Lipoprotein(a) (Lp(a)) is a plasma complex that consists of a single apolipoprotein(a) (Apo(a)) molecule covalently linked through a disulfide bond to a single apolipoprotein B-100 molecule together with cholesterol-rich lipid (Marcovina et al. in Handbook of lipoprotein testing Rifai et al. Eds.: AACC Press, Washington, D.C., 2000; p. 819).
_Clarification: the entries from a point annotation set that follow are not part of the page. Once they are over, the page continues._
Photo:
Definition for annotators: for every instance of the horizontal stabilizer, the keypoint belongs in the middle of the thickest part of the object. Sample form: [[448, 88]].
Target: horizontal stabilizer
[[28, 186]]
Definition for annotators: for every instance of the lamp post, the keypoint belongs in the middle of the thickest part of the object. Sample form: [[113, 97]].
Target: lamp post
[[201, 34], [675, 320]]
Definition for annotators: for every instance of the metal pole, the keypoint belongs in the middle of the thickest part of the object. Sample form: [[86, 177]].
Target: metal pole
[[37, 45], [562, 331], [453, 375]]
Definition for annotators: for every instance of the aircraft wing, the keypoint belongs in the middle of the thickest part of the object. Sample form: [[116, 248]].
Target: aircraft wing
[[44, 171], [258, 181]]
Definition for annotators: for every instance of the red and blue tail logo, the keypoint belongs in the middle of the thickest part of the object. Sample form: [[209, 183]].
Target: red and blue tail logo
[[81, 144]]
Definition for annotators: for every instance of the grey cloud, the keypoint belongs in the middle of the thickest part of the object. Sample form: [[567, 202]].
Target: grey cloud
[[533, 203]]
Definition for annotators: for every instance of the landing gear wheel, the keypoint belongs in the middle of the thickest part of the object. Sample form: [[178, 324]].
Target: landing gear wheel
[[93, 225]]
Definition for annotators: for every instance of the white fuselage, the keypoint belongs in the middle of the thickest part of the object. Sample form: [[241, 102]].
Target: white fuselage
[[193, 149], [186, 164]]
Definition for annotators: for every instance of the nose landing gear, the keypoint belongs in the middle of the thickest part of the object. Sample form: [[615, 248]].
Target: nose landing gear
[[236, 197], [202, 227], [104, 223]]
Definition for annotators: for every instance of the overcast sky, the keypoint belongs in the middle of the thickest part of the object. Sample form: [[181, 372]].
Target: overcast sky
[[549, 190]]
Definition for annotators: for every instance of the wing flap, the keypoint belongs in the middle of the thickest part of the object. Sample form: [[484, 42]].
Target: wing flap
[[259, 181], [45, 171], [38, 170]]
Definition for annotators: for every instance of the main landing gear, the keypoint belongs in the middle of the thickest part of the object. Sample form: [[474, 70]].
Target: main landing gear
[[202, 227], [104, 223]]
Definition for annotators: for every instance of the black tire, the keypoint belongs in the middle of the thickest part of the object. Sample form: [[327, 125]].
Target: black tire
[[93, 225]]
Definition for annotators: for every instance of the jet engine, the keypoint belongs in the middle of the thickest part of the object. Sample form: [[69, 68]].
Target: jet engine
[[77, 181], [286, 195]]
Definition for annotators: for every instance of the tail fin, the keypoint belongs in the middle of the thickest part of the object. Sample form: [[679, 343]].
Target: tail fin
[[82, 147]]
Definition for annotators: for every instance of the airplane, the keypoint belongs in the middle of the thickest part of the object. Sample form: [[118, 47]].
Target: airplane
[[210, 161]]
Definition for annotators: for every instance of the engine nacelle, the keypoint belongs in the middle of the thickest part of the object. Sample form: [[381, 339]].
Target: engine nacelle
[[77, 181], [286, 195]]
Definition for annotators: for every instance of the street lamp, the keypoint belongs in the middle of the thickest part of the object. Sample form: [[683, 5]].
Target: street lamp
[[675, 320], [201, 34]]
While the biological functions of Lp(a) in normal physiology remain uncertain, high levels of Lp(a) have been associated with increased cardiovascular risk and cardiovascular events such as myocardial infarction and stroke, particularly when LDL-C is also elevated (Berglund et al., Arterioscler Thromb Vasc Biol 24, 2219 (2004); Hobbs et al., Curr Opin Lipidol 10, 225 (1999); Danesh et al., Circulation 102, 1082 (2000); Ridker et al., JAMA 297, 611 (2007); Danik et al., JAMA 296, 1363 (2006)).
The apolipoprotein(a) locus is among the most polymorphic in the human genome. Apo(a) genetic variation has been associated with the wide range of Lp(a) levels and largely accounts for the heritability of Lp(a) (Broeckel et al., Nat Genet 30, 210 (2002); Boerwinkle et al., J Clin Invest 90, 52 (1992); Mooser et al., Am J Hum Genet 61, 402 (1997); Schmidt et al., Eur J Hum Genet 14 190 (2006)). Recently, several single nucleotide polymorphisms (SNPs) in the Apo(a) gene were identified and have been associated with cardiovascular disorders such as myocardial infarction and stroke and/or drug response such as response to statins (See U.S. Patent Application Publication US2005/0272054A1).
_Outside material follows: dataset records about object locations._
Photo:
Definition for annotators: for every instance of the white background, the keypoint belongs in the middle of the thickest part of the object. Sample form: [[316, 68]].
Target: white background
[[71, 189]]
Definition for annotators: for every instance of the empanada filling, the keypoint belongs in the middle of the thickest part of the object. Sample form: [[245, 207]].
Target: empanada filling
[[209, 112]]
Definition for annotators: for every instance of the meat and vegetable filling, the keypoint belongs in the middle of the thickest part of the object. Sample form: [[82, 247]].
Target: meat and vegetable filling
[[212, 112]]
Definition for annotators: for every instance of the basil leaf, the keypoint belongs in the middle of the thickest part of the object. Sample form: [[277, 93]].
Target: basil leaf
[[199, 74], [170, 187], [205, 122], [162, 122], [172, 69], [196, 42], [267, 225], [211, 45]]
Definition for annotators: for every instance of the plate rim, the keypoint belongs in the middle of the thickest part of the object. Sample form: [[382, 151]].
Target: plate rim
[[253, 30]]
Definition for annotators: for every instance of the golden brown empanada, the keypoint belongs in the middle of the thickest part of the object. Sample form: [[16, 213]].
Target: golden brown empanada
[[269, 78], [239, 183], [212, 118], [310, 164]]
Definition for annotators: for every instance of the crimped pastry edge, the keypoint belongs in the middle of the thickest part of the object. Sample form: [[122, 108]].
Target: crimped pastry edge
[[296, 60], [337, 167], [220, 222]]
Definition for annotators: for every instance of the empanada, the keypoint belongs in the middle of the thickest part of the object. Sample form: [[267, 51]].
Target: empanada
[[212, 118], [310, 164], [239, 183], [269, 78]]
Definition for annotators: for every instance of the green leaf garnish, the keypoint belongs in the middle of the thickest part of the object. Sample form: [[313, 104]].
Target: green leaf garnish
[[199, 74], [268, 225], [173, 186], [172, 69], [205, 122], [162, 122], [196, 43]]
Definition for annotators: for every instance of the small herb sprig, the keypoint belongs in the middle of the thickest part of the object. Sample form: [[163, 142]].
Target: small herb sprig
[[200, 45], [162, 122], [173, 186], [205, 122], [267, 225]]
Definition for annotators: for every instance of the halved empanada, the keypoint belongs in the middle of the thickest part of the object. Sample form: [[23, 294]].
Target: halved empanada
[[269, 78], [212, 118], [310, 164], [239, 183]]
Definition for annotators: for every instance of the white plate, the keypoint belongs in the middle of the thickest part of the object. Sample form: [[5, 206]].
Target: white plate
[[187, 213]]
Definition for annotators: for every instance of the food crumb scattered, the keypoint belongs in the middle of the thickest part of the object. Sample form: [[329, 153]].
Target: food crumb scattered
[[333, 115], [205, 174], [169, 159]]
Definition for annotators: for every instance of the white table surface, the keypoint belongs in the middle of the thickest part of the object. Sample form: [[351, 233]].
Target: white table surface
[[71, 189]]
Subjects at increased risk of future cardiovascular events are often prescribed acetylsalicylic acid (aspirin) to reduce the risk of a cardiovascular event. However, acetylsalicylic acid is not effective in all subjects and the use of acetylsalicylic acid (aspirin) as primary prevention against cardiovascular events has been controversial, particularly in women, for whom there have been few data (Ridker et al., N Engl J Med 352, 1293; 2005).
Thus, there is a continuing need to improve pharmaceutical agent selection design and therapy. In that regard, SNPs can be used to identify patients most suited to treatment with particular pharmaceutical agents such as acetylsalicylic acid and/or other anti-platelet and/or antithrombotic agents (this is often termed “pharmacogenetics”). Similarly, SNPs can be used to exclude patients from certain treatments due to the patient's increased likelihood of developing toxic side effects or their likelihood of not responding to the treatment. By doing so, such SNPs could be useful in defining the benefit to risk ratio of a given intervention for individual subjects. Pharmacogenetics can also be used in pharmaceutical research to assist the drug development and selection process. (Linder et al., Clinical Chemistry, 43, 254 (1997); Marshall, Nature Biotechnology, 15, 1249 (1997); International Patent Application WO 97/40462, Spectra Biomedical; and Schafer et al., Nature Biotechnology, 16, 3(1998)).